Bei mir steht jetzt erstmal das Hörnerfest an


----------



## Memphys (30. Juni 2015)

Bei mir dieses Jahr als erstes Festival das WOA, hab zwar schon gehört, dass es eigentlich nicht mehr wirklich empfehlenswert ist, aber wird bestimmt trotzdem geil. Mein persönlicher Favorit vom LineUp wär ja dieses Jahr das Hellfest gewesen, aber ich wollte dann doch nicht fürs erste Festival nach Frankreich, wo ich nicht nur die üblichen Probleme sondern auch noch ne Sprachbarriere hab...


----------



## doomdude (30. Juni 2015)

Dieses Jahr zum 4. mal Summer Breeze und zum ersten mal WithFullForce. Eigentlich wollte ich auch das erste mal auf Wacken, aber da das LineUp mir absolut nicht passt hab ich die Karte mit 30€ Gewinn wieder verkauft 
Nova Rock in AT wäre dieses Jahr auf wieder extrem gut gewesen, aber leider keine Zeit gehabt.


----------



## Tech (30. Juni 2015)

Mit 30€ Aufpreis warst du aber sehr human.
Auf´s Summer Breeze will ich auch mal. Bei der langen Strecke müsste das Billing aber extrem toll sein damit sich das lohnt. Vielleicht triffst du dort den Raff...


----------



## doomdude (30. Juni 2015)

Tech schrieb:


> Mit 30€ Aufpreis warst du aber sehr human.
> Auf´s Summer Breeze will ich auch mal. Bei der langen Strecke müsste das Billing aber extrem toll sein damit sich das lohnt. Vielleicht triffst du dort den Raff...

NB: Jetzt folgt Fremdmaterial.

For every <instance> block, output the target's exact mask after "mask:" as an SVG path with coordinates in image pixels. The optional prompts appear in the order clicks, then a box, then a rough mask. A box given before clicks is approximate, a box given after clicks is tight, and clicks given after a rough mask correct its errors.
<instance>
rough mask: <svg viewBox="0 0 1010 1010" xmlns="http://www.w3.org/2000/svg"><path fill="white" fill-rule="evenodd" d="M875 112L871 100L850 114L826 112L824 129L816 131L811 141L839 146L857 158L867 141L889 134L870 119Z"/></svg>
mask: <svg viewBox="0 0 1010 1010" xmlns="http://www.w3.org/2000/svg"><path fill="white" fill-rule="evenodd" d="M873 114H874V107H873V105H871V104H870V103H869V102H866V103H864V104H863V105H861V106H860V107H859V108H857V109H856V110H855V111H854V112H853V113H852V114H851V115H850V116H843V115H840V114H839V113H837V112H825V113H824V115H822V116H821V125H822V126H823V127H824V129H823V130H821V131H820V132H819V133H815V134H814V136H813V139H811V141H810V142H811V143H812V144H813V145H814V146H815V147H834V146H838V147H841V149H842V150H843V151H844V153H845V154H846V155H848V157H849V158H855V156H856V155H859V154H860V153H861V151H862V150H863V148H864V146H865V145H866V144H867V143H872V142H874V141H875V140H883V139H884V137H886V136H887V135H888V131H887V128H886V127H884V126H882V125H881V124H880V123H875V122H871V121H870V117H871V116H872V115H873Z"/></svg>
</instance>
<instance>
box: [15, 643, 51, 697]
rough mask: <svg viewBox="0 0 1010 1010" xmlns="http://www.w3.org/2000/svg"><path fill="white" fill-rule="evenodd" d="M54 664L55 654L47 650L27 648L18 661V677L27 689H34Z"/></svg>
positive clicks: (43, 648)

Hab sie im Näheren Umfeld verkloppt, also wars ok^^

Ja ich halt auf jeden Fall Ausschau nach ihm


----------



## Jimini (1. Juli 2015)

Tech schrieb:


> Das Party-San ist ein schönes Festival. Wird aber mittlerweile, für meinen Geschmack, grenzwertig groß.


Soweit ich weiß, ist das San ein bisschen kleiner als das RockHarz, was für mich persönlich noch eine ziemlich gute Größe ist. Vor allem aber sind für mich Krisiun, Behemoth, Bloodbath und Cannibal Corpse vier gute Gründe, hinzufahren 


jamie schrieb:


> Ich bin auch beim RockHarz dabei. Das LineUp ist einfach super dieses Jahr: Dream Theater, Gentle Storm, die Apokalyptischen Reiter,...
> Besonders geil finde ich, dass Dream Theater auf so einem kleinen Festival spielen.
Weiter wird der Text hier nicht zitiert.